O título retrata o que me disse o fisioterapeuta, referindo-se à prioridade que ele próprio atribui à amplitude que o meu braço direito deveria ainda granjear em detrimento do peso que o mesmo possa suportar neste estádio.
Para perceber isto é necessário começar do início ou até mesmo antes do início. Era uma vez um concerto dos Tinariwen – uma banda para além das fronteiras maliana e do sul da Argélia, do Sahara [parece não se poder dizer esta palavra sem se sentir o afago quente do deserto] –, que tocam uma espécie de blues tuaregue –, uma sala de espetáculos numa antiga oficina de camiões no Luxemburgo, e eu. Houve a música, os vultos do deserto que se somatizavam à nossa frente – apesar de não haver mulheres em palco –, depois, veio o autocarro e a decisão de correr para o apanhar pois àquela hora já havia poucos para minha casa, a intenção de [literalmente] arrepiar caminho, o pé que prendeu numa estrutura metálica e o corpo no chão amparado pela sua parte direita. A mão direita que se tornou sinistra, e deixou de responder, o pedido de auxílio a uma transeunte, os primeiros telefonemas, a ida para as urgências. No hospital, fiquei no mesmo quarto com o senhor luxemburguês de apelido Alles (Alles oder nichts, tudo ou nada, disse-me ele, e foi o começo de uma bonita amizade). Falámos de tudo e de nada – apenas substituindo a disjuntiva pela copulativa – e nos poucos dias que coabitámos introduzimo-nos mutuamente à prosa e à poesia do que somos. Depois do depois, veio a nostalgia das coisas simples: pentear-se, lavar os dentes, tomar banho, vestir-se, cozinhar, alimentar-se, em suma, a autonomia – dar-se a si mesmo a sua própria lei.

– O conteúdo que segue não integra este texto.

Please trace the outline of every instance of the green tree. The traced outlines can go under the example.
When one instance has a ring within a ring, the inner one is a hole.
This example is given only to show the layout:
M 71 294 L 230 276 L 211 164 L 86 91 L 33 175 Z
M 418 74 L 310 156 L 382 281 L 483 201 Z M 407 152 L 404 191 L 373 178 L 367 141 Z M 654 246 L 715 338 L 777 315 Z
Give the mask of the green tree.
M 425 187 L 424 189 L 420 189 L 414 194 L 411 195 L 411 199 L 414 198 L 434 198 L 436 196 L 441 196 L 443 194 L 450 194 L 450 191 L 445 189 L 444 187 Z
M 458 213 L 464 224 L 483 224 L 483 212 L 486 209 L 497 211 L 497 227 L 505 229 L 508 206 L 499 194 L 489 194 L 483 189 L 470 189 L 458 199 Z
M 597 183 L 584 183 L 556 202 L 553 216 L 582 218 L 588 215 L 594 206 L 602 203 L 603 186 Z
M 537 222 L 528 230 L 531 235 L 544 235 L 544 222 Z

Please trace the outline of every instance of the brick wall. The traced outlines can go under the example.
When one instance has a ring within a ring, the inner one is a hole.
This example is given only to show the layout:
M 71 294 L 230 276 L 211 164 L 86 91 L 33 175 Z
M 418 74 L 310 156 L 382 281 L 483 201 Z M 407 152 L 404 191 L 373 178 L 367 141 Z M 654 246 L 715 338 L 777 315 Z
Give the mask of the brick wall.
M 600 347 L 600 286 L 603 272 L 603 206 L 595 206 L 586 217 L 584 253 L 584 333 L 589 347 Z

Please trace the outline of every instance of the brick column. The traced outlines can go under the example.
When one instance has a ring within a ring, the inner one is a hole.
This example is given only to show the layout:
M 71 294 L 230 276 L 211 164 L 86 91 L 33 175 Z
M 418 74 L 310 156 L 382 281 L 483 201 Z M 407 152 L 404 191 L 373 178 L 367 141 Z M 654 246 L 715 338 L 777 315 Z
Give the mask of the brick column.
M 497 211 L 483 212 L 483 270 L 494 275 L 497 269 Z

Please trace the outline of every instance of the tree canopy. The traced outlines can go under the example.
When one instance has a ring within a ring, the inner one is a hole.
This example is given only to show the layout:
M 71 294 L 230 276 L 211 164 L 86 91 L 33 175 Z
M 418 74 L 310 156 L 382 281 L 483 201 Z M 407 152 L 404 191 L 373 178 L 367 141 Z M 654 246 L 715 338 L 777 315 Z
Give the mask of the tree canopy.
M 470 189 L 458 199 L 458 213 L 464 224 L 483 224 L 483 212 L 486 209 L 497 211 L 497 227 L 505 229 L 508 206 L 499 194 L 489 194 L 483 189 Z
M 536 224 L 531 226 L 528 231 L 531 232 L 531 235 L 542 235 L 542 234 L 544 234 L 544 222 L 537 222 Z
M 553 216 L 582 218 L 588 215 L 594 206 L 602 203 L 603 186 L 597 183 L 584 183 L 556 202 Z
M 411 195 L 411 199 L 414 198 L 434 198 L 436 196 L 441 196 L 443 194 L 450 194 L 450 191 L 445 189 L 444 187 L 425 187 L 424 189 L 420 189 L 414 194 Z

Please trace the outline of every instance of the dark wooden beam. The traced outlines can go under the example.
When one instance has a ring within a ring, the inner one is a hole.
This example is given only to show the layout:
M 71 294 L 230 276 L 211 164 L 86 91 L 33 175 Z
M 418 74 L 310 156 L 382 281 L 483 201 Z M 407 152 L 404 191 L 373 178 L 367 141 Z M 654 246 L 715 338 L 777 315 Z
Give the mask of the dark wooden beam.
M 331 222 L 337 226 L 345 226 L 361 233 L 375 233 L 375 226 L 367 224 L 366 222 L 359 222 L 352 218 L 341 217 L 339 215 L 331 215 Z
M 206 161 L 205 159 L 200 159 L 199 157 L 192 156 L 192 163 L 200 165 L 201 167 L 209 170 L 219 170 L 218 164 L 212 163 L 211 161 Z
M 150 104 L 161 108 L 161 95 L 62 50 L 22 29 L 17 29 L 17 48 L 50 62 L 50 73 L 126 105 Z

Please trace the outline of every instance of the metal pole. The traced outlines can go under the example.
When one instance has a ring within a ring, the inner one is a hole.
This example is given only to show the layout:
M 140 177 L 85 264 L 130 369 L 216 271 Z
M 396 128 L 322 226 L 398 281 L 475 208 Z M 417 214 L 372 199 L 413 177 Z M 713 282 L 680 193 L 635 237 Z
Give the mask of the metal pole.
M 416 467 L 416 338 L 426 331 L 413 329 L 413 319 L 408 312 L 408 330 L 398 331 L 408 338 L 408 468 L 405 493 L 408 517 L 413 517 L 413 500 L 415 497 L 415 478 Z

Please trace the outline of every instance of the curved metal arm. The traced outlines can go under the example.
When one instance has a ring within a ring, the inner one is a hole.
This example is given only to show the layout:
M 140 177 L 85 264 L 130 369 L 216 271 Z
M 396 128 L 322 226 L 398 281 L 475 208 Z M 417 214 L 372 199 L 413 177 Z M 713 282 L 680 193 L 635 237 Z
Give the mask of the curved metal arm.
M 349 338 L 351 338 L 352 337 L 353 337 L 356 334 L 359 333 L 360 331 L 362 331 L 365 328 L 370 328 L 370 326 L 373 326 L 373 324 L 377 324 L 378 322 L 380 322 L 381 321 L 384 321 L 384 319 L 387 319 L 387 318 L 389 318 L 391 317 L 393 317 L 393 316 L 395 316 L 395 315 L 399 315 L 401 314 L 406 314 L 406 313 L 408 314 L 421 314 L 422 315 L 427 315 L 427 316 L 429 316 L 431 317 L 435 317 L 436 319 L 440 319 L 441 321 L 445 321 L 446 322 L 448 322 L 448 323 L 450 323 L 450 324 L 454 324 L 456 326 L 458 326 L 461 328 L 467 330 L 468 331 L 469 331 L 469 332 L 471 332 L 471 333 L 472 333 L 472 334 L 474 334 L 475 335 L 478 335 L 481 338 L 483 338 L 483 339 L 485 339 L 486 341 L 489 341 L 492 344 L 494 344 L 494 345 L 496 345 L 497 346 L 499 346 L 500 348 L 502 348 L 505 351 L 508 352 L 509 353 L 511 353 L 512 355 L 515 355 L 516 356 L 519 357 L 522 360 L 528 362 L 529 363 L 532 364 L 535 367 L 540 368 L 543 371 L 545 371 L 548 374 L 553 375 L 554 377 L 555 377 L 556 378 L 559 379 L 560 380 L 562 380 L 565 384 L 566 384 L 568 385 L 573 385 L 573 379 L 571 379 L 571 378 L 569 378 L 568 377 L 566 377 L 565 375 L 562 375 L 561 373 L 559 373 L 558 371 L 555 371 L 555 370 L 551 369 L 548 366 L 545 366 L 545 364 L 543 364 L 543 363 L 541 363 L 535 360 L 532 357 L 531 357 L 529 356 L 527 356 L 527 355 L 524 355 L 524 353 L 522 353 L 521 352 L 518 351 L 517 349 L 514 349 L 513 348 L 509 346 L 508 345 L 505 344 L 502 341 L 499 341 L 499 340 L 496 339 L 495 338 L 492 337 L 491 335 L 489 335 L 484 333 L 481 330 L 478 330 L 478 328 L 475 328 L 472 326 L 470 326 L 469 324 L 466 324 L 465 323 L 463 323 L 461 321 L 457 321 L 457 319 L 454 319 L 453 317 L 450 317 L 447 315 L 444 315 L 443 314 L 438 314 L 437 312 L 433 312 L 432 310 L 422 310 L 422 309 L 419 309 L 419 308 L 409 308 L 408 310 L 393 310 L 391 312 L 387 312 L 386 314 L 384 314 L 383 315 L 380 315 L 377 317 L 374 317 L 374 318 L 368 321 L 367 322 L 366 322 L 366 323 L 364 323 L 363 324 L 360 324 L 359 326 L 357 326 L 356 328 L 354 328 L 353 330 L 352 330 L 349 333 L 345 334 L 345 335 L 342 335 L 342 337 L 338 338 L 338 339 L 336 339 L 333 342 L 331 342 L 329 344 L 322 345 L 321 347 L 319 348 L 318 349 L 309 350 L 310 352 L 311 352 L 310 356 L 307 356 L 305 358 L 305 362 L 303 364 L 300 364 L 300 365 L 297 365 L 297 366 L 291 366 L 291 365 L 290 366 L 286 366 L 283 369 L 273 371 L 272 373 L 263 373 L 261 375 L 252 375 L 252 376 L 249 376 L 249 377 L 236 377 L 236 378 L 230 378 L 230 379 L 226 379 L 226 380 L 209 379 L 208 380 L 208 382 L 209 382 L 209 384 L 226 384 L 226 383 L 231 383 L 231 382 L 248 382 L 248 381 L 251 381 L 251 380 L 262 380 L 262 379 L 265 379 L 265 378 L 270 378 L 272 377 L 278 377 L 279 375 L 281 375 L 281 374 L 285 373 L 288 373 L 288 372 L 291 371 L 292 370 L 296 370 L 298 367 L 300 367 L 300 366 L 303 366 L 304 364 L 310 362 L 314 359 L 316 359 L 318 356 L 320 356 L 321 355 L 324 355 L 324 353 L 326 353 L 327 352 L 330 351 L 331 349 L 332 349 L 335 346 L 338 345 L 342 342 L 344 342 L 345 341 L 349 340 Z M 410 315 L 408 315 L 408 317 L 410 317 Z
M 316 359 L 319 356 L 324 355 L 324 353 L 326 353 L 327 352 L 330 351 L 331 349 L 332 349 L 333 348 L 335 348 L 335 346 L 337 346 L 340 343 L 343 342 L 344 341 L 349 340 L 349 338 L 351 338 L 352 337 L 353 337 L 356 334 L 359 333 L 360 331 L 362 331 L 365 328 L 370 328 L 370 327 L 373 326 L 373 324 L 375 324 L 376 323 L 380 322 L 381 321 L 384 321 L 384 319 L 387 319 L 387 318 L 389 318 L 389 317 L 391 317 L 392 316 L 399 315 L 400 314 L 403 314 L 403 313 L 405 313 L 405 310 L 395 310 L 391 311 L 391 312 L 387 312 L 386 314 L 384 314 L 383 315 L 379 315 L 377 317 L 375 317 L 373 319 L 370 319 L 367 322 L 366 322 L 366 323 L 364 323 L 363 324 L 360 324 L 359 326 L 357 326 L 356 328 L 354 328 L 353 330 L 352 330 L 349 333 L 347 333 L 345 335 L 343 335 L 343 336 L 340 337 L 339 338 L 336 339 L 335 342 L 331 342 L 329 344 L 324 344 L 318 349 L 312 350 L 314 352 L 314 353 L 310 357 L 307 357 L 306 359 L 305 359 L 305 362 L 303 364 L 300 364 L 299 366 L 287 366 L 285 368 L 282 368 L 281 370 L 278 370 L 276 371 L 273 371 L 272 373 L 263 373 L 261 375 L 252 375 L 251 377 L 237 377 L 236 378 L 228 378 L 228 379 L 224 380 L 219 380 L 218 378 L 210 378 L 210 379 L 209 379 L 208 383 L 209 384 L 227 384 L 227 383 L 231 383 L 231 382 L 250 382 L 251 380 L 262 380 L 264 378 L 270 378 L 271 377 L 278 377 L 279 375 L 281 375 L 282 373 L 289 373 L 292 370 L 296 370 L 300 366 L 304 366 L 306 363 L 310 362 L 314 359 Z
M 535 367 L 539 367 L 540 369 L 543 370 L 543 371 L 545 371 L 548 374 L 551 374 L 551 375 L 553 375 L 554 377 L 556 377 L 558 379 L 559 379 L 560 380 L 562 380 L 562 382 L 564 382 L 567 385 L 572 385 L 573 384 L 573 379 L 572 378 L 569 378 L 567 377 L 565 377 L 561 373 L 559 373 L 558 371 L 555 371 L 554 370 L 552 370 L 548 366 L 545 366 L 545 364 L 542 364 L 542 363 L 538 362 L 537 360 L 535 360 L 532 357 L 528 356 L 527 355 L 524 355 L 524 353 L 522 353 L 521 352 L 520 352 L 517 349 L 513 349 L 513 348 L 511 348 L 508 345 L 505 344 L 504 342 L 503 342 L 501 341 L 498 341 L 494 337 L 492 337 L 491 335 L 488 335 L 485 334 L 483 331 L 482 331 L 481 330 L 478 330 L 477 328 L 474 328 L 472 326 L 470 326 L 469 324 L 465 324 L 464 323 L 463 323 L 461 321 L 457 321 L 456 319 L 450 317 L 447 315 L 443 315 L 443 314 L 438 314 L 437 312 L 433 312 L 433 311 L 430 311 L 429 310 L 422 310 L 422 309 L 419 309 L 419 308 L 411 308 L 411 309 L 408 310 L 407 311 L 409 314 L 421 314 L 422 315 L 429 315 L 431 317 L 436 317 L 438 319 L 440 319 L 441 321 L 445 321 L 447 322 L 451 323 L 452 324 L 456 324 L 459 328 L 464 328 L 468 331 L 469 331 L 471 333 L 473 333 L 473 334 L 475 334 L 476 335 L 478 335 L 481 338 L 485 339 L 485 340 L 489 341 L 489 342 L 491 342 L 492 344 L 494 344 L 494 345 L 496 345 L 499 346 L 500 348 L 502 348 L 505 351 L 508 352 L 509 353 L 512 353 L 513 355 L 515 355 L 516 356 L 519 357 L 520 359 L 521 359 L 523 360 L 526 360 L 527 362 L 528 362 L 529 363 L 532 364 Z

Ainda há dias, na sua carta aberta ao ministro dos negócios estrangeiros português publicada no PÚBLICO, a relatora especial das Nações Unidas sobre a situação dos direitos humanos nos territórios palestinianos ocupados desde 1967, Francesca Albanese, relembrava a importância do artigo 7.º da Constituição Portuguesa, que reconhece o direito dos povos à autodeterminação. Da autodeterminação do indivíduo à autodeterminação dos povos não é só um pulo, é uma necessidade.
Ainda antes de estar impossibilitado de escrever com a mão direita, havia tomado notas sobre os incêndios na Madeira. Perguntei-me, ao ver as imagens da Fajã das Galinhas, o que deve fazer um jornalista quando vê alguém a chorar. Em muitas das localidades assoladas pelos incêndios, vi uma Madeira com a qual me identifico, que usa «senhor» e «senhora», que tem olhos francos, muito mais do que a Zona. No Curral das Freiras, havia tapetes de flores para honrar o Santíssimo Sacramento que levavam à mesma igreja que acolheu algumas das 160 pessoas desalojadas por causa dos incêndios, e faziam-se entrevistas com faúlhas a esvoaçar. Presenciei a força de uma voz que habitava uma camisa aberta com uma foice no ombro, afiançando que ninguém o tiraria dacolá, escarpas onde moravam vários «retornados» da Venezuela, da vida e da voragem, e fajãs, que não as da moda à beira-mar, onde as pedras caiam sem perguntarem porquê. A Madeira também é isto, mais o mato que a compõe.
Um dia depois da minha operação, aconteceu a cerimónia de abertura dos jogos paralímpicos em Paris, intitulada «de la discorde à la concorde» (da discórdia à concórdia) visto acontecer na Place de la Concorde, a maior de Paris. Espero que saibamos seguir o mote, e o que me disse o fisioterapeuta.
O ritmo da recuperação é o da Sumauma e não o da Rotina, como tão bem o retrata o saxofonista Francisco Andrade, no seu primeiro álbum, Linhas e Formas. Daqui por uns dias, voltarei a O voo do Moscardo, na versão dos Extreme, e estou relutante.
Garanto-vos que tudo isto, e muito mais, cabe no meu braço direito.